大数据背景下名贵宝石的产地鉴别

Origin Determination of Precious Gemstones on the Application of Big Data

  • 摘要: 在宝石贸易中,产地来源可以赋予名贵宝石显著的附加价值。名贵宝石——红宝石、蓝宝石和祖母绿等的产地溯源研究是国际宝石实验室的核心技术,其意义是名贵宝石产地差异比较、产地特征、成矿类型以及成矿和找矿规律。从20世纪50年代瑞士Gübelin宝石实验室首创彩色宝石的产地鉴别以来,名贵宝石的产地鉴别研究日益深入,其基础在于不同成矿背景祖母绿矿床产出的祖母绿具有显著的常规宝石学性质、包裹体、谱学特征和化学成分1-9。因此,目前对于宝石产地来源的鉴定通常基于经验丰富的宝石学家对以上四方面特征的综合判断。然而,随着名贵宝石产地的研究爆发式增长和不同产地来源宝石数据的全方位系统报道,传统的产地鉴别手段效力逐渐下降,特征包裹体雷同、光谱样式类似和化学成分含量范围重叠等现象屡见不鲜,使传统产地鉴别的可靠性备受挑战。该背景下,宝石的化学指纹在产地鉴别中的地位日益增加。基于矿物微区分析技术的成熟,宝石中微量元素的测试精度不断提升,高精度的成分数据对于产地来源具有强烈指示意义。

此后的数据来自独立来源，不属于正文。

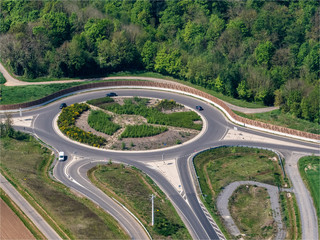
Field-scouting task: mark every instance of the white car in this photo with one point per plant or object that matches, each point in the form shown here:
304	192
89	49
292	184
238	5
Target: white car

传统鉴别技术对于化学成分的分析主要基于低维的二元/三元鉴别图解,但数据点的大面积重叠已无法适应日渐庞大的成分数据集。因此,能够高效挖掘高维成分数据的机器学习方法有利于解决目前名贵宝石产地鉴别所面临的困境。本研究搜集了祖母绿样品来源于12个产地共303颗(图 1),包括哥伦比亚西部成矿带(WEB)、赞比亚Kafubu、巴西Itabira、巴西Carnaíba、巴西Socotó、阿富汗Panjshir、巴基斯坦Swat、埃塞俄比亚Shakiso、俄罗斯Malysheva、尼日利亚Gwantu、马达加斯加Mananjary和中国云南大丫口。首先应用传统产地鉴别手段系统测试了各产地祖母绿样品的常规宝石学参数、包裹体特征、紫外-可见光-近红外光谱(UV-Vis-NIR)、红外光谱(IR)、拉曼光谱和主微量元素含量,并汇编构建了三大名贵宝石化学成分数据库。此外,多种机器学习方法被应用于宝石成分数据挖掘,构建了三种高效准确的宝石产地鉴别模型。对于祖母绿的系统研究表明,全球各产地的祖母绿中存在三种不同的UV-Vis-NIR光谱吸收样式(图 2)。对于祖母绿通道中的重氢水的研究也表明,在2 600~2 850 cm-1范围内的红外吸收光谱也可以将全球祖母绿分为三个组别(图 3),该创新性结论对祖母绿的产地具有强烈指示意义。本研究构建了包含来自22个国家45个矿区的祖母绿化学成分数据共2 753个,其中包括本研究测试数据425个。基于该数据库,三种成熟高效的机器学习方法(随机森林、支持向量机和极端梯度提升)被用于挖掘祖母绿的成分数据并构建产地鉴别模型。其中,随机森林(RF)和极端梯度提升(XGBoost)模型对于祖母绿数据适应性较强,性能优越。22个RF模型中,最高准确率与F1分数可达99.5%(图 4)。模型RF-EM1-1320可以100%区分11个产地(图 5),模型RF-EM12-135仅使用5个元素即可获得99.1%的准确率。同时,模型对高维元素信息的解码表明V/Cr和碱金属元素(Li、Na、Rb、Cs)是与产地强相关的元素,其特征权重在所有模型中均排名前列,指示了成矿过程中母流体的构成与来源。以上研究结果表明,大数据和机器学习技术在宝石产地鉴别领域的应用具有高准确率、高效率和广谱性的优点,潜力巨大。大数据和机器学习对于宝石学产地研究的赋能是对产地鉴别技术的开创性拓展,更为宝石学研究提供提供了新视野。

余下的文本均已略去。